Measured time: tm = t + tq + tn + to

where:

tm - measured (observed) time

t - the actual time of interest

tq - time added by quantization noise

tn - time added by various sources of noise

to - overhead time (measuring, looping, calling functions)

According to what he said later in the lecture, you should take a minimum of this large number of execution as your result. I encourage you to look at the lecture in which he explains why.

Also there is a very good library from google - https://github.com/google/benchmark. This library is very simple to use and powerful. You can checkout some lectures of Chandler Carruth on youtube where he is using this library in practice.
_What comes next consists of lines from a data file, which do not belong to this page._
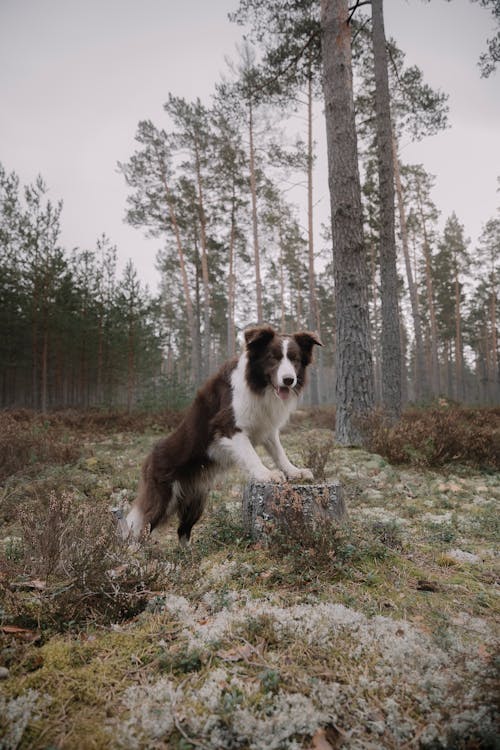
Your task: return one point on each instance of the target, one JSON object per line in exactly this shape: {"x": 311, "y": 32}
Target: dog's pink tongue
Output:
{"x": 283, "y": 392}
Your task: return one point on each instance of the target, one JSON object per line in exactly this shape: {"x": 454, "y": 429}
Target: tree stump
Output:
{"x": 271, "y": 507}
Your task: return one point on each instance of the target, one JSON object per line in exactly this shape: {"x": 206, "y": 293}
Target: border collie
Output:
{"x": 245, "y": 404}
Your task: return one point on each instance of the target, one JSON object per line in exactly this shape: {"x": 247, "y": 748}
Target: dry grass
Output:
{"x": 67, "y": 566}
{"x": 372, "y": 634}
{"x": 438, "y": 436}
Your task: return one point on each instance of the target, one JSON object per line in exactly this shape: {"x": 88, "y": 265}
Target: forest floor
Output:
{"x": 384, "y": 635}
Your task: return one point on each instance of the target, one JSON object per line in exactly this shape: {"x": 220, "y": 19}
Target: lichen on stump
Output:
{"x": 268, "y": 506}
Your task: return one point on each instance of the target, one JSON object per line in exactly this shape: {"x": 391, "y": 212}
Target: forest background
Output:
{"x": 216, "y": 182}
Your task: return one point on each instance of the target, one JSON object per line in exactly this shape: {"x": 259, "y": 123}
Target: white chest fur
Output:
{"x": 258, "y": 415}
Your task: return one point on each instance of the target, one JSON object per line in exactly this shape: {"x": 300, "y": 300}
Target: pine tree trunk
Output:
{"x": 253, "y": 190}
{"x": 193, "y": 329}
{"x": 377, "y": 360}
{"x": 459, "y": 367}
{"x": 354, "y": 384}
{"x": 495, "y": 387}
{"x": 391, "y": 346}
{"x": 231, "y": 332}
{"x": 421, "y": 380}
{"x": 44, "y": 383}
{"x": 282, "y": 281}
{"x": 313, "y": 304}
{"x": 436, "y": 382}
{"x": 207, "y": 368}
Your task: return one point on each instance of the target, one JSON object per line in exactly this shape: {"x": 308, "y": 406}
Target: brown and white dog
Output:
{"x": 245, "y": 404}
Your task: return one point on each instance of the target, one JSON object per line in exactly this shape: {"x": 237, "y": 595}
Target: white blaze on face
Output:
{"x": 286, "y": 377}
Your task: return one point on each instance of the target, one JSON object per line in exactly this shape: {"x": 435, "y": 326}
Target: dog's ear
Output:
{"x": 306, "y": 340}
{"x": 259, "y": 336}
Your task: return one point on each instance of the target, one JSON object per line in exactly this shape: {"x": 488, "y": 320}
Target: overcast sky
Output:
{"x": 77, "y": 76}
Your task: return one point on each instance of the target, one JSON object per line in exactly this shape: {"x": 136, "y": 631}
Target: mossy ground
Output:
{"x": 387, "y": 641}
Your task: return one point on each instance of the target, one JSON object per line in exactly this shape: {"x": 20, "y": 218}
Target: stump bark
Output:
{"x": 267, "y": 507}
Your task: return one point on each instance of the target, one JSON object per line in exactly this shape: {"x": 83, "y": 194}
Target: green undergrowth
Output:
{"x": 378, "y": 632}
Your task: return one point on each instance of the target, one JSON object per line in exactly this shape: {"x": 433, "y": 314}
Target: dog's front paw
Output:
{"x": 300, "y": 474}
{"x": 271, "y": 476}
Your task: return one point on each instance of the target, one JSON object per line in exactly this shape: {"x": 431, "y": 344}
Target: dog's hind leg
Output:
{"x": 190, "y": 508}
{"x": 154, "y": 503}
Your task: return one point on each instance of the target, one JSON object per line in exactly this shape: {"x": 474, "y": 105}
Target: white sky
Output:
{"x": 76, "y": 76}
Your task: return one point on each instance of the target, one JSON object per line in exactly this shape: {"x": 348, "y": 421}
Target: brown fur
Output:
{"x": 182, "y": 457}
{"x": 177, "y": 473}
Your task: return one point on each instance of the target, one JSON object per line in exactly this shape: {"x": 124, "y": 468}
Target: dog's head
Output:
{"x": 278, "y": 360}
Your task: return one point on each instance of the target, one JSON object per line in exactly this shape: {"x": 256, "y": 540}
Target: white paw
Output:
{"x": 271, "y": 476}
{"x": 300, "y": 474}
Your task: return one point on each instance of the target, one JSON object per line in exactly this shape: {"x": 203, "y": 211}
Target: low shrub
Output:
{"x": 437, "y": 436}
{"x": 68, "y": 566}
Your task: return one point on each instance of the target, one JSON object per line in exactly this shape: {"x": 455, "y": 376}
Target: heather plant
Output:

For example CppCon 2017: Chandler Carruth “Going Nowhere Faster”;

Example usage:

#include <iostream>
#include <chrono>
#include <vector>
auto timeFuncInvocation = 
    [](auto&& func, auto&&... params) {
        // get time before function invocation
        const auto& start = high_resolution_clock::now();
        // function invocation using perfect forwarding
        for(auto i = 0; i < 100000/*largeNumber*/; ++i) {
            std::forward<decltype(func)>(func)(std::forward<decltype(params)>(params)...);
        }
        // get time after function invocation
        const auto& stop = high_resolution_clock::now();
        return (stop - start)/100000/*largeNumber*/;
     };

void f(std::vector<int>& vec) {
    vec.push_back(1);
}

void f2(std::vector<int>& vec) {
    vec.emplace_back(1);
}
int main()
{
    std::vector<int> vec;
    std::vector<int> vec2;
    std::cout << timeFuncInvocation(f, vec).count() << std::endl;
    std::cout << timeFuncInvocation(f2, vec2).count() << std::endl;
    std::vector<int> vec3;
    vec3.reserve(100000);
    std::vector<int> vec4;
    vec4.reserve(100000);
    std::cout << timeFuncInvocation(f, vec3).count() << std::endl;
    std::cout << timeFuncInvocation(f2, vec4).count() << std::endl;
    return 0;
}

EDIT: Ofcourse you always need to remember that your compiler can optimize something out or not. Tools like perf can be useful in such cases.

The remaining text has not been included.